The parade of economists and investors led by Nouriel Roubini predicting Greece’s ejection by now from the euro zone failed to appreciate the resolve of European policy makers to protect their union and the amount of pain Greeks are willing to stomach. . . .
Joining him in questioning whether the 17-nation euro region was built to last and declaring Greece’s departure imminent, inevitable or in its interest were hedge-fund manager John Paulson, Goldman Sachs Group Inc. President Gary Cohn, Nobel laureates Paul Krugman and Joseph Stiglitz, Pacific Investment Management Co. Chief Executive Officer Mohamed El- Erian, Kenneth Rogoff and Martin Feldstein of Harvard University and Citigroup Inc. chief economist Willem Buiter.If anybody has been following RtO since its inception (at The Maui News) early in 2008, he or she may recall that I stated it as obvious then that modern economies have enormous resiliency, so that a) they tend to recover from setbacks fairly quickly; and b) it takes some really, really stupid ideological interference to knock them down.
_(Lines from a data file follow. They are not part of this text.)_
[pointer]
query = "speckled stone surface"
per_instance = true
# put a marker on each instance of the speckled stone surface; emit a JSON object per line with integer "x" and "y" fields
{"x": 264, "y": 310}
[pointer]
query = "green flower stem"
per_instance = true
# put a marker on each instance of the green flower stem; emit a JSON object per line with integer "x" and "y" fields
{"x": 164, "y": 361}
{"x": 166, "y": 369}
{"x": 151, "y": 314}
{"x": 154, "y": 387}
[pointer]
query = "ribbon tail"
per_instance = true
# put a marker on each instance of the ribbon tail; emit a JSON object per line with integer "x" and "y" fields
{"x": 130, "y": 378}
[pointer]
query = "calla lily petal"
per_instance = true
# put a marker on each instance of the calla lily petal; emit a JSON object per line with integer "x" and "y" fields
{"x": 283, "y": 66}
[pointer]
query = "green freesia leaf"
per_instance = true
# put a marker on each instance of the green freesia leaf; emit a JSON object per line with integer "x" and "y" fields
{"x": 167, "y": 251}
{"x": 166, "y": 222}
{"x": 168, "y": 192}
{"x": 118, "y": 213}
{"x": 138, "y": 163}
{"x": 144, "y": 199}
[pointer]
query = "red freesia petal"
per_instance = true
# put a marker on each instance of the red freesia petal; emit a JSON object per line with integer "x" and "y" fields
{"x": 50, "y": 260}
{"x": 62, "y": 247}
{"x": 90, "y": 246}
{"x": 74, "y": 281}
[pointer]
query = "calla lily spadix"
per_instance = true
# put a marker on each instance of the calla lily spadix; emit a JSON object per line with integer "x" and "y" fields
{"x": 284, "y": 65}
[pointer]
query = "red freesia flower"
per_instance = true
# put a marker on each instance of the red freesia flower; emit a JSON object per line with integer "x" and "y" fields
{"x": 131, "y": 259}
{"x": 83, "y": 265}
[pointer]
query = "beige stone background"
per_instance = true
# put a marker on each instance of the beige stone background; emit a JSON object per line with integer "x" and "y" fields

The rightwingers provided the interference. Fortunately, the residuum of good sense that the New Dealers and Keynesians taught two generations ago was strong enough for governments to adopt their backstop role as lender-of-last-resort and prevent the idiots from destroying prosperity for a generation, like the rightwingers did in the '20s.
Unfortunately, the other lesson of the New Deal -- unsupervised markets fail but reasonable supervision makes them work -- did not survive the assault of the Reaganites.
I notice, from comments around the Internet, that the advice of the rightwingers in 2008 to let the market be the market (that is, to repeat Treasury Secretary Andrew Mellon's advice in 1930 to liquidate labor, liquidate stocks etc.) has been thrown down the memory hole.
If you read the whole Bloomberg News report from Davos, you'll see that the geniuses (who, if you look at that list, include a couple of well-known leftwingers) are predicting that Greece will still fail and force eurocide.
During the past few weeks, I have been reading the humor columns of A.P. Herbert in Punch written in 1931, when Britain was attempting to work its way out of the collapse caused by free market and solid money policies through austerity and providing Herbert with plenty of room to make jokes at the expense of the Inland Revenue. This reinforces my view, which will be obvious to anyone who knows economic history, that if the rightwingers continue to have their way with Greece, they will indeed kill the Greek economy, and very likely the euro along with it.